Tuesday, April 4, 2023

Book Review: The Mercenary of Urga by Jonathan Harries

First World War is over. Leon Harries, an assassin who is latest in the lineage of two thousand year old sica wielding professional killers, now works as a British agent of SIS. His new mission is to prevent a political scandal by finding the whereabouts of thousands of lost minor British youngsters who had signed up for war in search of adventure and have now gone missing. Leon embarks on a chaotic journey from London that culminate in Mongolia, surviving severe cold, scheming billionaires, double crossing aides and brutal law enforcers for the final battle against the Bloody Baron. 

The Mercenary of Urga is a historical novel written by Jonathan Harries as the fifth installment of his series Tales From Sica. I haven't read any of the previous books yet and have received this one from Netgalley in exchange of an honest review. I faced no trouble in reading this one as a standalone book. There are many references thrown around in it about the occurrences in the books before it. But these have only very minimal impact on the plot. I found the novel to be a peculiar case because it refuses to conform to a particular mould. 

The book is basically a historical novel. Almost all the characters except the protagonist and a few others are actual persons and many events depicted in the plot are actual ones. Author has used a humorous approach for narrating the story. The tone is varying- you find lot of sarcastic talk, satire, use of irony, some slapstick and some situational humor, all thrown in. But the wit in narration never dilute the thrill or suspense of the plot. The author retains the gravity of the situation wherever required and it never becomes a parody of the spy genre. 

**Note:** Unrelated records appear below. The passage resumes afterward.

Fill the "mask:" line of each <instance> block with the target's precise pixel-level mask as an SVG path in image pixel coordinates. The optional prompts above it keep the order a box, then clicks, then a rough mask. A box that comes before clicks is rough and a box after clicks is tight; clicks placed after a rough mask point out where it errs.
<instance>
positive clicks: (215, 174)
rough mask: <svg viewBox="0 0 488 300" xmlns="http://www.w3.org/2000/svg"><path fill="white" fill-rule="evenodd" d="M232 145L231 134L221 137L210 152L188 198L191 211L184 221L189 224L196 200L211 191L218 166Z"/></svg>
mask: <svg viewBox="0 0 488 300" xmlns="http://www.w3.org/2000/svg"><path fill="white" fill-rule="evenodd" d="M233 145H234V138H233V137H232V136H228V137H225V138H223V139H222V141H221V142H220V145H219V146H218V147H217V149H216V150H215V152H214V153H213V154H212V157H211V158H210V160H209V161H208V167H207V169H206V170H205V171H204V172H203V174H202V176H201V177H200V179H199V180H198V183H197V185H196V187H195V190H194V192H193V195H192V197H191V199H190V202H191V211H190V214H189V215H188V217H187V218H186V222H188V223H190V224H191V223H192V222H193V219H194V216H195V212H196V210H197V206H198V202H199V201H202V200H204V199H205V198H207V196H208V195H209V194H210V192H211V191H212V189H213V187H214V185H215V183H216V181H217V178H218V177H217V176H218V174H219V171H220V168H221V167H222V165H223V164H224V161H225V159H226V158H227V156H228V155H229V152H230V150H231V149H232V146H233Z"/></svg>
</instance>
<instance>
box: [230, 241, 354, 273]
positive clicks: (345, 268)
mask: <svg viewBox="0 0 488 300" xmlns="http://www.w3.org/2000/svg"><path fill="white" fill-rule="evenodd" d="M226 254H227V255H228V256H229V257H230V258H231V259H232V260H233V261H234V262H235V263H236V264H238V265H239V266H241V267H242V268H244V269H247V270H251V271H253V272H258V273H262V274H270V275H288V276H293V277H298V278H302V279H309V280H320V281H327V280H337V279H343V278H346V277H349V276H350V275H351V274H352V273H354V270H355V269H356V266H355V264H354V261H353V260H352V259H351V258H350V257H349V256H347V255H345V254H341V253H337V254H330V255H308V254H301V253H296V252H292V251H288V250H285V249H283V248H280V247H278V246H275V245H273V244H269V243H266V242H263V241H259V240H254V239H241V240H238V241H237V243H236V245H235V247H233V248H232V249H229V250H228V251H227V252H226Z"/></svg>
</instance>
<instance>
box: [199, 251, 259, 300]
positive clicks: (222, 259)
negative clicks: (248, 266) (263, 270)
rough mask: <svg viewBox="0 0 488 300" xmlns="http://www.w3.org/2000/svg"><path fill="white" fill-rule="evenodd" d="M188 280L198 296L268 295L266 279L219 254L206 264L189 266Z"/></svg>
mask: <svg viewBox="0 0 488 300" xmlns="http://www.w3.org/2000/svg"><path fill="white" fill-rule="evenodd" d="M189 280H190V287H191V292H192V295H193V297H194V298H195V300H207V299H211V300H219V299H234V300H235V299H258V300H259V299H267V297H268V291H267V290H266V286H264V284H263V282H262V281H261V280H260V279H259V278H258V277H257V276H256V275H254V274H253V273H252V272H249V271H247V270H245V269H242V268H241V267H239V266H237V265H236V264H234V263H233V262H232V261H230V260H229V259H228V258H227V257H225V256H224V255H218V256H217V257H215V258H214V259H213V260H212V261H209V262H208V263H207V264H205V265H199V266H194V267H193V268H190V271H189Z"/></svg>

Many historical figures appear as characters in the novel. From politicians like Churchil, to industrialists like Henry Ford, from Charlie Chaplin to Marcel Proust, we encounter famous celebrities from all walks of life in these pages. They all play caricatures of themselves by appearing as larger than life and with pronounced mannerisms. At the same time it doesn't affect the serious strain of the plot. It was one great experience that the book provided. 

I loved the protagonist of this novel. It is evident that Leon is modelled loosely on James Bond. He is an SIS operative and an efficient killing machine. His boss C, mentions about plans of starting a special division of agents with a license to kill, which is also a Bond reference. Another give away is the many allusions in the novel about his 'skills with knife (sica) as well as betwixt the sheets'. 

But the personality of Leon is more comical. He does silly mistakes and escapes many times by just sheer luck. He also has a good presence of mind that helps him in situations where he is at total loss. His vanity reminded me of a character of Arthur Conan Doyle called Brigadier Gerard, who is a brave, but vain soldier claiming to have done personal assignments for Napoleon. 

Narrator of the story is the present day keeper of the assassin tradition of the family. He has been narrating his family history in the previous books. His portions- epilogue and post script, are narrated in first person and Leon's diary is narrated in third person. Honestly, I feel that hearing the story in Leon's first person vision, would be still more effective, because he is a complex character and a perspective from him would have added layers to the narration. 

Overall, The Mercenary of Urga is an interesting historical fiction, with appearances of many historical persons and events, told in a humorous language without becoming silly.